In het verbond tussen God en zijn volk is het daarom een gebod dat je bij de oogst niet inhalig bent (Leviticus 19). Bij het binnenhalen van het koren, moet je de randen van de akker niet geheel afmaaien , dat zou haast een ecologische natuurbeschermende richtlijn kunnen zijn.

En na het inzamelen moet je als eigenaar de akker niet nog een keer nalopen om de laatste korenaren op te rapen die zijn blijven liggen, want die zijn voor de arme en de vreemdeling, de gebukten, mensen in de marge voor wie dit de laatste strohalm is. Het is aan hen om die aren op te rapen, te lezen. Het nalezen van de oogst.

Zo krijgt de naaste in precaire omstandigheden recht van bestaan. Ik ben er van overtuigd dat het bovendien een wet is die alle werkers op het veld beschermt. Het voorkomt een afrekencultuur waarin je tot de rand gaat en nooit een steek of een korenaar mag laten vallen. Je bent gezegend als je werk mag doen waarbij er ook wel eens wat blijft liggen.

De Schriftlezing uit Ruth 2, zijn we begonnen in de lunchpauze. Vanaf de vroege morgen is Ruth aren aan het verzamelen achter degenen die de gerst maaien en de vrouwen die het koren in bundels bijeen brengen. Ze raapt de gemaaide aren op die blijven liggen.

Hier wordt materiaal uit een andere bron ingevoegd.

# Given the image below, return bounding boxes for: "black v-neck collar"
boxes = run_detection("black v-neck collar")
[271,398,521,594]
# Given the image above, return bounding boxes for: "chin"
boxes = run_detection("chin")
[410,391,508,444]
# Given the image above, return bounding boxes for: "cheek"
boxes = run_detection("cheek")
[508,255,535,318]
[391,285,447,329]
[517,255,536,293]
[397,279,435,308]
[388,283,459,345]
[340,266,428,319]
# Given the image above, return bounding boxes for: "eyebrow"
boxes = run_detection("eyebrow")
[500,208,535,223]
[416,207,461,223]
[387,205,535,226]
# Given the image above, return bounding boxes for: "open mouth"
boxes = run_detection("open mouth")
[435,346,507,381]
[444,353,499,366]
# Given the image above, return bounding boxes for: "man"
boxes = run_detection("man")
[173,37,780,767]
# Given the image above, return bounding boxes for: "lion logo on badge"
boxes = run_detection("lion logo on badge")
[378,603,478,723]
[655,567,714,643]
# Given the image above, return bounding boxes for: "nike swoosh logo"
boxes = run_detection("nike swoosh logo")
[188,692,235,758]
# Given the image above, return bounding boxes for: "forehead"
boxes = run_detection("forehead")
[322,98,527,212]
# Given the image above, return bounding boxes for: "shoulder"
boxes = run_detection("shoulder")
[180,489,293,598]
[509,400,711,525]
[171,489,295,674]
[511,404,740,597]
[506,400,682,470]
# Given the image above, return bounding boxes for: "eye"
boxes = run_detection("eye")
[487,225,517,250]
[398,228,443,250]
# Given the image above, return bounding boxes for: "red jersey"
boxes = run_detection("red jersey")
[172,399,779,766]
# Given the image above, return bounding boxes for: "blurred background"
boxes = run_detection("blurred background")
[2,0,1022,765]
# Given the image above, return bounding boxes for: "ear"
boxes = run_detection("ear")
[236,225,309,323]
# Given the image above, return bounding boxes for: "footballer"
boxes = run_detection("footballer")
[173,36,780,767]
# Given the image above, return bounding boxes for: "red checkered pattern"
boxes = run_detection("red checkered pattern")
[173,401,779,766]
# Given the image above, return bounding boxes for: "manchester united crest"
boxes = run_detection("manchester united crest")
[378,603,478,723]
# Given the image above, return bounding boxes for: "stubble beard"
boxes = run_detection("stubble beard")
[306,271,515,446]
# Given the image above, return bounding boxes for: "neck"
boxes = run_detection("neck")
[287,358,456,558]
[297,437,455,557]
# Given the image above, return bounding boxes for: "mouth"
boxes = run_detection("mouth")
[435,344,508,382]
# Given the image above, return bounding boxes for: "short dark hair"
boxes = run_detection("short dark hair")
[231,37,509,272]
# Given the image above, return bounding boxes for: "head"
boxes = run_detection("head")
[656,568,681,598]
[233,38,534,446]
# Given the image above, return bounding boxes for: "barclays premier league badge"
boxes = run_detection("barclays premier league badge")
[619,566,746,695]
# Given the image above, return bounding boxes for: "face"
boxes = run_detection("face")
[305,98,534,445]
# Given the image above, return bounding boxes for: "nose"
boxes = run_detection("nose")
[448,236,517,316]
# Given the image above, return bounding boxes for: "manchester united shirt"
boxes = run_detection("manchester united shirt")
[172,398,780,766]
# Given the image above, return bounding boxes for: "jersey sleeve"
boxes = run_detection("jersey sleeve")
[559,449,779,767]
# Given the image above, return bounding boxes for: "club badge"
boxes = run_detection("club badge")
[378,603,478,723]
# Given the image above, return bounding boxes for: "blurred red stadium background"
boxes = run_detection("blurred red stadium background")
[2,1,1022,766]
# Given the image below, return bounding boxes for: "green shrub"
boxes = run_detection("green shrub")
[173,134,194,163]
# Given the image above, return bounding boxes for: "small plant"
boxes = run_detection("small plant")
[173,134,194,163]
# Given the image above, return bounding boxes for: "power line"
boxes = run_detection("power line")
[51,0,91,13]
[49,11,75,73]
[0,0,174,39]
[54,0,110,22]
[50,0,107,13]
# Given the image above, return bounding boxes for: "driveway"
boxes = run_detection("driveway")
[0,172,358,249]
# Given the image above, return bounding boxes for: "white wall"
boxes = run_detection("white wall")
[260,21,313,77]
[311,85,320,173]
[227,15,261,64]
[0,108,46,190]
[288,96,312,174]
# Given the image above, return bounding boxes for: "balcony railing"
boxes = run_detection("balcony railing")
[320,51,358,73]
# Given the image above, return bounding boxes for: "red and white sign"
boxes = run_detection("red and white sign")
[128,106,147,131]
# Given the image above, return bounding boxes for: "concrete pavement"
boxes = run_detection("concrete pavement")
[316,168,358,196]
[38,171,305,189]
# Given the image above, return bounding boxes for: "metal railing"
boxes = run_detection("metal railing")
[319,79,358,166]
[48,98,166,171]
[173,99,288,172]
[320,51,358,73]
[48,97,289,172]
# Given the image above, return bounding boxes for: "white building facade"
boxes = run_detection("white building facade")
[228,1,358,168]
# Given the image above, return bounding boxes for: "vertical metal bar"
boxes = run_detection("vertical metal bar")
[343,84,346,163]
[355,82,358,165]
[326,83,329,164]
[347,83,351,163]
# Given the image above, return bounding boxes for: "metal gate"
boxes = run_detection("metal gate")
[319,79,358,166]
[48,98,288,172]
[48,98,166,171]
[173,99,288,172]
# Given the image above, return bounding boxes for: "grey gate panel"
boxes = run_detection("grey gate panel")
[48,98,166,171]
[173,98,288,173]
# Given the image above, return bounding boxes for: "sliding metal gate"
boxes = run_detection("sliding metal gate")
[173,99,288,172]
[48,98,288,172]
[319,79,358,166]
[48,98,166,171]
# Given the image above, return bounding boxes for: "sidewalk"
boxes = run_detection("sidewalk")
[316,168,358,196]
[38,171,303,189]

En dan is het pauze, etenstijd. Niet voor iedereen per se het meest ontspannen moment van de werkdag. Als je pech hebt het moment dat er racistische of vrouwonvriendelijke grappen worden gemaakt, of dat je wordt buitengesloten of geconfronteerd met je eigen sociale ongemak, zeker als je die nieuweling bent, Ruth, de Moabitische.

De rapper Typhoon heeft deze week een nummer uitgebracht en dat heet: ‘alleen in de pauze’, het gevoel van eenzaamheid dat juist jonge mensen parten speelt en hoe lastig het is om dat te door breken. Ook als je omgeving van goede wil is, kun je zo opgesloten zitten in je zelf.

Dus als het etenstijd is wil Ruth het liefste gewoon doorwerken, ze is niet in een dienst bij Boaz, als zzp-er heeft ze geen recht op pauze, wordt ze niet doorbetaald, maar Boaz roep haar erbij in de geest van het gebod dat het werk kan wachten. Kom maar hier, neem een stuk brood en doop het in de wijn.

Ruth komt erbij zitten. Een sabbatsmoment, eucharistie, brood wordt gedeeld en er is genoeg, ze houdt over. Is dat niet een prachtig beeld van kerk zijn, je mag er bij komen zitten en mee-eten, en je kan er  weer tegen. Innerlijk gesterkt.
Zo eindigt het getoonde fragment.